This is because the first coefficient estimate was estimated in the presence of omitted variable bias (OVB), and the effect of omitted variable just previously loaded onto the the $\gamma$ coefficient.
OVB can drastically change the value of coefficients, if the true model is given by
$$Y_{it}=\alpha_i+β_t+\gamma D_{it} + \theta X_{it} + e_{it}$$
but you only fit
$$Y_{it}=\alpha_i+β_t+\gamma D_{it} + e_{it}$$
it can be shown that the parameter estimate will be given:
$$E[\hat{\gamma}]= \gamma + \theta \frac{COV(D,X)}{VAR(D)}$$
So unless $COV(D,X)=0$, or unless $\theta=0$, if you omit theta your estimate of gamma will biased in a unpredictable way.

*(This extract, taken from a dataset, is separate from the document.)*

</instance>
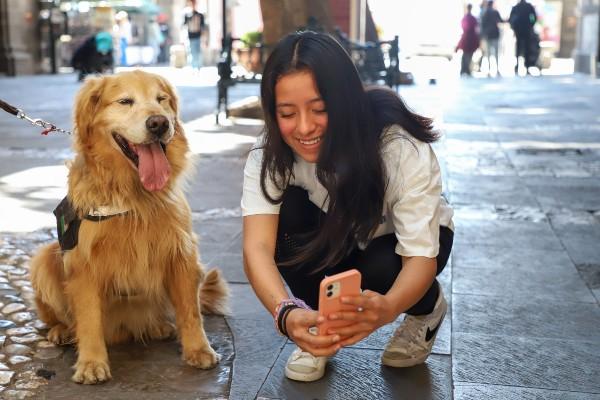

For example if the true coefficient of $\gamma$ is $-0.5$ and the true coefficient of theta is $-2$ and variance of $D$ is $1$ and covariance of $D$ and $X$ is also $1$ omitting theta would result in the following biased coefficient:
$$E[\hat{\gamma}] = -0.5 -2 \cdot \frac{1}{1}=-2.5$$
of course the larger absolute value of coefficient the higher significance you get (ceteris paribus) since you are testing hypothesis of $\gamma \neq 0$. Thus once you add $\theta$ and thus remove omitted variable bias from $\gamma$, assuming $\gamma$'s standard error does not change, you should expect $\gamma$ to be less significant in the example above. This is basically what is happening to you.